When writing romance and some stories of suspense I've found there can be two focus characters. Still, one of these seems to shine brighter than the other. Does your story call for the hero to be stage center? Could it be the villain? Or the heroine? Any of these can become the character the reader hopes will win.
Winning may be the key. Which character has the most to gain or the most to lose if the goal isn't reached? That is the question you have to answer.
In my own writing, except for my mystery stories told in first person, choosing the character can be difficult. For me, there is usually a dual focus character since many of my stories hold romance. But always one of these characters is a little stronger than the other. This is the character who has the most to lose if the goal isn't reached.

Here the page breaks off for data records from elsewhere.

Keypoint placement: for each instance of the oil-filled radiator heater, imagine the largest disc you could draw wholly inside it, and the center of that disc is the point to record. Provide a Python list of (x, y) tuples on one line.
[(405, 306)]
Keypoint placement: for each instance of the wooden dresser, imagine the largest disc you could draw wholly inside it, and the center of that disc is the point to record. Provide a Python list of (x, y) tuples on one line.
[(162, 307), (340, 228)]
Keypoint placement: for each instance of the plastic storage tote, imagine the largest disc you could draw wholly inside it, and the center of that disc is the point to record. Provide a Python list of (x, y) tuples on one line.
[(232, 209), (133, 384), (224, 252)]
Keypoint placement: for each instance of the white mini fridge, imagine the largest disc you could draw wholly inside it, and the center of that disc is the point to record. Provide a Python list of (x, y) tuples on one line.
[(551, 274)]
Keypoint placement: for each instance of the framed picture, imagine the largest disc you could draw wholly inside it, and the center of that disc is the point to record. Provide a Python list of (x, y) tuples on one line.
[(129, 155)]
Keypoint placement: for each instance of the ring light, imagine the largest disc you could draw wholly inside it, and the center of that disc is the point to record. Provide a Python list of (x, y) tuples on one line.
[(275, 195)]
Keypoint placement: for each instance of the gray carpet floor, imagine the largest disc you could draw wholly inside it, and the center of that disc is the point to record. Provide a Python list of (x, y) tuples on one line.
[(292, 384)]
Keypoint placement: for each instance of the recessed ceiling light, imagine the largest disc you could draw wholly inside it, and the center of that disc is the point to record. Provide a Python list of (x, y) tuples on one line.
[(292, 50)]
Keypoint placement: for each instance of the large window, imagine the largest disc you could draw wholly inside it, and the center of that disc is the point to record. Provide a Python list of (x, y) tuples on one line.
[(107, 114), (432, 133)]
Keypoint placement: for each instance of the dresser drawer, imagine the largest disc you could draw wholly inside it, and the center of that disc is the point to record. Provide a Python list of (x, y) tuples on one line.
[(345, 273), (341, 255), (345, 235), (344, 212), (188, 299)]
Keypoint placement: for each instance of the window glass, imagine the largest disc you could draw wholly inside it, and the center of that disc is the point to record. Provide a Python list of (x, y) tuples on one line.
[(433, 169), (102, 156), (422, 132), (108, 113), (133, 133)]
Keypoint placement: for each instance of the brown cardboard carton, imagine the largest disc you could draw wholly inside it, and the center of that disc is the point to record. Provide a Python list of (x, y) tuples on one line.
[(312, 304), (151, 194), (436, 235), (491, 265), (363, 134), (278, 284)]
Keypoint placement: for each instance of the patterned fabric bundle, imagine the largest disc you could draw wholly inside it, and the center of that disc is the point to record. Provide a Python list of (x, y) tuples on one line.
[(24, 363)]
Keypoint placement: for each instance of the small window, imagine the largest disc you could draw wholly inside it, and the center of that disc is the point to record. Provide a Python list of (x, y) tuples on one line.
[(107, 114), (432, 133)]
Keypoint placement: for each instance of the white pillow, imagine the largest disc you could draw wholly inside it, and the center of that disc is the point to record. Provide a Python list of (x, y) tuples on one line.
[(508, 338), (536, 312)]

Often in my romances the focus character is looking for a family, someone to belong to and to be with. The other focus character usually starts out not wanting what the other character does. The story is based on how the characters come together. It's not about winning or losing for either but in forming a new union.
So when you start a story, decide on who your focus character will be and show their actions and reactions, their emotions so the reader can focus on this character and want to read the story to the end.